Similar to the second quarter metric report, MCSs in observations and model simulations are tracked using an updated version of the MCS tracking algorithm (Feng et al. 2020), which is adjusted for use with datasets at 25-km grid spacing. Given that both dCAPE-ULL and MCSP have shown a larger impact on mean precipitation in the tropics, the Indo-Pacific sector where MCSs occur frequently is also selected in the analysis besides the central U.S. In this report, an MCS is defined as a large cold cloud system (CCS) with brightness temperature (Tb) < 241 K and an area exceeding 6 x 104 km2 that contains a precipitation feature (PF) with major axis length > 100 km. Furthermore, the PF area, mean rain rate, and rain rate skewness must be larger than the lifetime-dependent thresholds. An MCS is identified when both conditions of CCS and PF are met continuously for longer than 6 hours. For the E3SM simulation, hourly precipitation and outgoing longwave radiation are used to track MCSs. In addition, MCS criteria for E3SM have been relaxed compared to observations to allow more tracked MCSs for diagnostic purposes. The CCS area and duration are reduced by 50% to 3 x 104 km2 and 3 hours, and the PF area, mean rain rate and rain rate skewness are also relaxed. For observations in the central U.S., hourly satellite infrared data and Next-Generation Radar Network (NEXRAD) precipitation data for the same years as the model, coarsened to 25-km resolution, are used to track MCSs for comparison.

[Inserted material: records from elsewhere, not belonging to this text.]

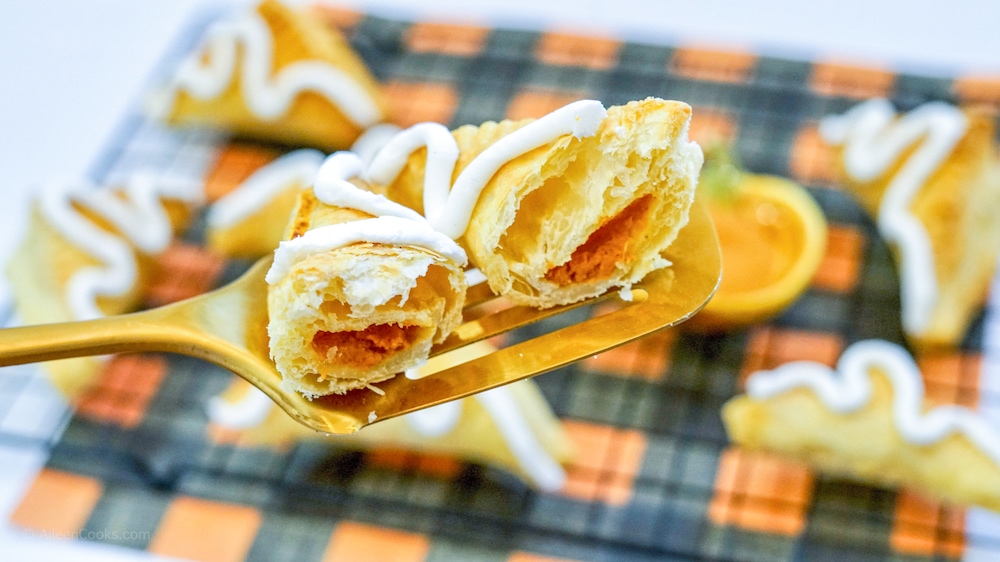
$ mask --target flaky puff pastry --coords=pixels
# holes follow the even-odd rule
[[[495,157],[491,152],[516,153],[511,141],[524,137],[528,150],[485,178],[459,239],[490,287],[517,304],[549,307],[628,287],[669,265],[662,253],[688,220],[703,160],[687,138],[690,106],[648,98],[606,114],[601,107],[593,130],[582,133],[577,125],[592,115],[563,115],[574,130],[532,147],[535,135],[526,131],[571,106],[538,120],[452,132],[459,149],[453,183]],[[383,152],[369,170],[372,178]],[[425,208],[427,154],[413,152],[385,189],[391,199],[433,215]]]
[[[350,231],[373,220],[364,211],[323,203],[314,190],[302,191],[275,262],[297,243],[312,244],[324,227]],[[271,357],[286,388],[319,396],[392,378],[426,361],[431,346],[461,322],[464,264],[427,247],[389,241],[403,239],[393,226],[402,223],[386,224],[377,232],[347,234],[354,239],[346,245],[295,255],[285,273],[274,274],[275,267],[268,273]],[[377,241],[378,234],[388,238]]]
[[[876,221],[917,348],[954,346],[979,313],[1000,253],[994,116],[940,102],[897,115],[886,100],[820,128],[847,191]]]
[[[386,115],[380,84],[343,36],[278,0],[209,27],[147,105],[173,125],[327,151]]]
[[[492,351],[488,342],[480,341],[434,357],[424,368],[440,370]],[[213,398],[208,413],[215,428],[235,431],[235,437],[249,446],[285,446],[304,439],[331,442],[329,436],[293,420],[243,379],[234,379]],[[381,421],[333,441],[346,449],[401,450],[493,466],[543,490],[562,486],[561,466],[576,453],[531,380]]]
[[[799,362],[754,373],[722,418],[743,447],[1000,511],[1000,431],[974,410],[926,400],[920,371],[895,344],[858,342],[836,372]]]
[[[6,265],[21,322],[89,320],[138,307],[156,257],[187,224],[200,197],[200,186],[146,176],[115,187],[46,186]],[[73,398],[104,361],[80,357],[43,366],[53,385]]]

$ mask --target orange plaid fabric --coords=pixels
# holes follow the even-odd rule
[[[483,49],[489,29],[475,25],[416,23],[406,33],[414,53],[441,53],[471,57]]]
[[[679,47],[674,50],[670,70],[678,76],[712,82],[746,82],[757,56],[732,49]]]
[[[545,64],[606,69],[618,58],[621,41],[602,37],[550,32],[538,40],[535,56]]]
[[[833,367],[843,348],[843,340],[834,334],[754,328],[747,341],[740,385],[756,371],[774,369],[792,361],[816,361]]]
[[[510,101],[510,106],[507,108],[507,118],[514,120],[537,119],[585,97],[586,95],[582,93],[523,90]]]
[[[422,562],[429,551],[424,535],[344,521],[334,529],[323,562]]]
[[[895,80],[895,73],[889,70],[829,61],[813,64],[809,86],[825,96],[844,96],[860,100],[888,96]]]
[[[105,365],[96,385],[80,396],[76,410],[94,420],[135,427],[166,374],[163,357],[115,356]]]
[[[240,562],[260,524],[261,513],[252,507],[180,496],[167,507],[149,551],[199,562]]]
[[[225,260],[214,252],[175,242],[159,256],[146,287],[149,306],[162,306],[200,295],[215,287]]]
[[[805,529],[814,476],[801,463],[729,448],[719,458],[708,517],[716,525],[778,535]]]
[[[964,509],[902,490],[896,498],[889,542],[906,554],[958,558],[965,549],[964,531]]]
[[[582,454],[566,468],[560,493],[584,501],[627,503],[646,451],[646,436],[575,420],[564,421],[563,427]]]
[[[234,142],[224,146],[205,177],[205,199],[209,203],[217,201],[280,154],[274,148],[255,144]]]
[[[449,84],[393,81],[385,85],[392,122],[409,127],[424,121],[448,123],[458,106],[458,94]]]
[[[829,225],[826,254],[813,276],[813,287],[839,293],[853,291],[861,280],[865,243],[865,236],[857,227]]]

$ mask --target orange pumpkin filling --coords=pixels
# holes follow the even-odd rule
[[[312,347],[327,361],[364,369],[409,347],[418,329],[418,326],[375,324],[354,332],[320,330],[313,336]]]
[[[610,277],[618,263],[628,260],[629,242],[646,228],[652,203],[649,195],[630,203],[595,230],[568,262],[548,270],[545,279],[566,286]]]

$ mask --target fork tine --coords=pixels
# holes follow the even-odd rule
[[[451,333],[451,335],[448,336],[444,342],[434,346],[431,355],[447,353],[466,344],[491,338],[504,332],[509,332],[513,329],[539,322],[546,318],[558,316],[580,306],[600,302],[607,298],[608,296],[605,295],[599,297],[598,299],[590,299],[587,301],[546,309],[538,309],[530,306],[512,306],[504,308],[480,318],[462,323],[454,330],[454,332]]]
[[[355,391],[362,394],[323,396],[315,402],[322,404],[324,409],[354,417],[360,425],[367,425],[370,415],[374,415],[376,421],[389,419],[551,371],[682,322],[697,311],[697,308],[674,306],[669,299],[644,298],[646,294],[670,291],[671,275],[654,277],[647,285],[649,293],[637,290],[638,302],[628,303],[608,314],[570,324],[421,379],[397,376],[377,385],[384,394]],[[578,305],[570,305],[556,313],[575,306]],[[516,317],[521,312],[513,314]],[[669,321],[665,323],[664,318]],[[500,326],[503,322],[498,320],[496,324]],[[455,343],[452,349],[464,343],[468,342]]]
[[[483,303],[489,302],[498,298],[497,295],[490,289],[489,283],[483,281],[478,285],[473,285],[465,291],[465,308],[469,309],[475,306],[479,306]]]
[[[532,377],[622,345],[697,313],[715,292],[721,276],[721,255],[715,227],[704,204],[696,199],[690,223],[666,256],[674,266],[647,276],[633,290],[632,302],[607,314],[501,348],[489,355],[411,380],[397,376],[376,385],[380,392],[353,391],[317,398],[313,405],[353,418],[358,427],[393,418],[449,400]],[[474,302],[489,306],[490,295],[474,288]],[[605,295],[605,299],[613,298]],[[584,304],[535,310],[510,307],[463,324],[435,349],[446,353],[462,345],[537,322]]]

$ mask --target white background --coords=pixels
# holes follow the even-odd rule
[[[0,18],[0,260],[34,186],[81,175],[199,0],[14,0]],[[611,34],[650,43],[837,58],[913,73],[1000,77],[1000,3],[983,0],[344,0],[383,16]],[[3,291],[0,288],[0,299]],[[0,373],[2,374],[2,373]],[[0,521],[44,452],[0,447]],[[13,535],[0,559],[147,560]]]

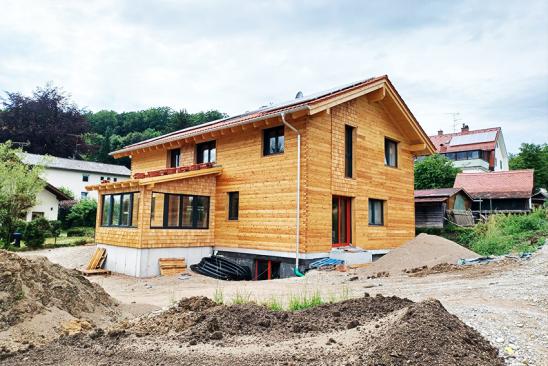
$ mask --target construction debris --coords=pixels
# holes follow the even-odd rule
[[[160,265],[161,276],[173,276],[186,271],[184,258],[160,258],[158,264]]]
[[[103,269],[105,260],[107,259],[107,250],[105,248],[95,249],[95,253],[91,256],[86,268],[78,271],[85,276],[105,274],[109,275],[110,271]]]

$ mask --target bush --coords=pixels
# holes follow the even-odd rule
[[[39,217],[32,220],[27,224],[25,233],[23,234],[25,245],[29,248],[42,247],[46,241],[46,235],[49,233],[49,230],[49,221],[45,218]]]
[[[59,202],[59,213],[57,217],[59,218],[59,221],[61,221],[63,229],[68,229],[70,227],[70,222],[67,220],[67,216],[70,213],[72,206],[74,206],[76,203],[78,203],[78,201]]]
[[[83,199],[76,203],[70,209],[66,217],[69,227],[74,226],[95,226],[95,217],[97,216],[97,201],[93,199]]]
[[[67,230],[67,237],[74,236],[93,236],[95,230],[90,227],[73,227]]]

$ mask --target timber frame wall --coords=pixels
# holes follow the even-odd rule
[[[352,200],[352,244],[366,249],[397,247],[415,234],[413,159],[417,138],[393,99],[367,95],[322,112],[288,116],[301,132],[302,253],[325,253],[332,247],[332,197]],[[167,167],[168,149],[181,148],[181,165],[195,163],[196,144],[216,140],[219,175],[140,186],[137,228],[101,227],[96,241],[135,248],[216,246],[234,250],[295,251],[296,134],[285,127],[285,152],[263,156],[263,130],[281,125],[279,117],[237,128],[170,142],[133,152],[132,173]],[[354,127],[353,177],[344,173],[345,125]],[[384,164],[384,141],[398,142],[398,165]],[[414,148],[415,147],[415,148]],[[135,191],[100,190],[100,195]],[[208,229],[150,228],[151,192],[210,196]],[[239,192],[239,219],[228,220],[228,193]],[[368,225],[368,200],[384,200],[384,225]],[[99,199],[101,203],[101,199]]]

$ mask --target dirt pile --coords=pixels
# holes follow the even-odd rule
[[[179,318],[184,319],[180,321]],[[296,312],[206,298],[5,360],[63,365],[503,365],[436,300],[369,297]]]
[[[475,257],[479,255],[454,241],[436,235],[419,234],[415,239],[371,263],[364,271],[396,275],[415,268],[432,268],[445,263],[456,264],[461,258]]]
[[[32,343],[30,333],[47,338],[65,321],[83,318],[94,324],[114,319],[116,305],[101,287],[75,270],[43,257],[23,258],[0,251],[0,353],[18,343],[18,337]],[[21,331],[25,323],[28,332]]]

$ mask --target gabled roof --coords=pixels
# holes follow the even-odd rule
[[[46,182],[46,185],[44,186],[44,189],[57,197],[58,201],[69,201],[72,198],[67,196],[65,192],[61,191],[59,188],[49,184]]]
[[[462,188],[417,189],[415,190],[415,202],[443,202],[459,192],[472,199]]]
[[[122,165],[103,164],[103,163],[97,163],[94,161],[66,159],[66,158],[58,158],[50,155],[36,155],[36,154],[29,154],[29,153],[21,154],[21,159],[23,160],[25,164],[29,164],[29,165],[42,164],[46,168],[76,170],[84,173],[94,172],[94,173],[122,175],[127,177],[131,176],[131,171]]]
[[[193,126],[179,131],[171,132],[159,137],[128,145],[123,149],[111,152],[110,154],[115,157],[127,156],[130,155],[133,151],[139,149],[150,148],[153,146],[166,144],[185,138],[199,136],[227,128],[242,126],[244,124],[265,120],[268,118],[274,118],[276,116],[280,116],[282,113],[295,113],[302,111],[305,112],[305,115],[314,114],[321,110],[327,109],[330,106],[346,102],[349,99],[357,98],[361,95],[364,95],[365,93],[370,93],[375,90],[382,89],[385,85],[390,89],[392,93],[395,94],[395,97],[398,99],[398,105],[400,105],[400,107],[405,110],[405,113],[411,120],[411,124],[413,124],[416,133],[421,136],[421,141],[424,144],[423,150],[427,153],[432,153],[434,151],[434,146],[431,144],[430,139],[428,139],[428,136],[426,135],[422,127],[419,125],[403,99],[401,99],[400,95],[397,93],[396,89],[388,79],[388,76],[383,75],[343,85],[323,92],[315,93],[303,98],[293,99],[275,105],[270,105],[237,116],[227,117],[220,120],[204,123],[198,126]],[[345,96],[348,96],[348,98],[343,98]],[[335,101],[335,104],[329,105],[327,102],[330,101]]]
[[[533,193],[533,170],[459,173],[455,188],[464,188],[474,199],[529,198]]]
[[[430,140],[440,153],[468,150],[494,150],[500,127],[481,130],[461,131],[430,136]]]

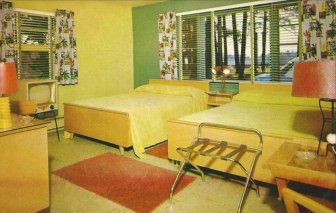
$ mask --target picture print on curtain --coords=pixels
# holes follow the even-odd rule
[[[160,77],[167,80],[177,79],[176,14],[174,12],[160,14],[158,27]]]
[[[303,0],[304,60],[336,59],[336,0]]]
[[[14,63],[13,4],[0,2],[0,62]]]
[[[56,10],[56,52],[54,71],[61,85],[78,83],[74,12]]]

In the Indo-Pacific sector, the 10-km hourly GPM satellite IMERG V06B precipitation data is used. The GPM IMERG precipitation data is a unified precipitation retrieval data set from a network of partner satellites in the GPM constellation (Huffman et al. 2019). The primary precipitation estimates in IMERG is from passive microwave (PMW) sensors. A quasi-Lagrangian interpolation scheme is applied to the gridded PMW precipitation estimates to fill in the gaps between PMW overpasses using motion vectors derived from total precipitable water vapor from numerical models in V06 (Tan et al. 2019). The IMERG V06B data used in this report has 0.1° x 0.1° and hourly resolution. MCS tracking in the Indo-Pacific region uses slightly different PF criteria as that in the U.S. to adapt for use with the IMERG precipitation data set. The PF thresholds for the IMERG satellite data are chosen to best match NEXRAD-based MCS statistics over the U.S. Results reported here are for the boreal summer season (June-July-August, JJA) that represents an even bigger challenge for E3SM to capture MCSs than the spring season (see the second performance metrics report), but similar model behaviors are found in the spring season.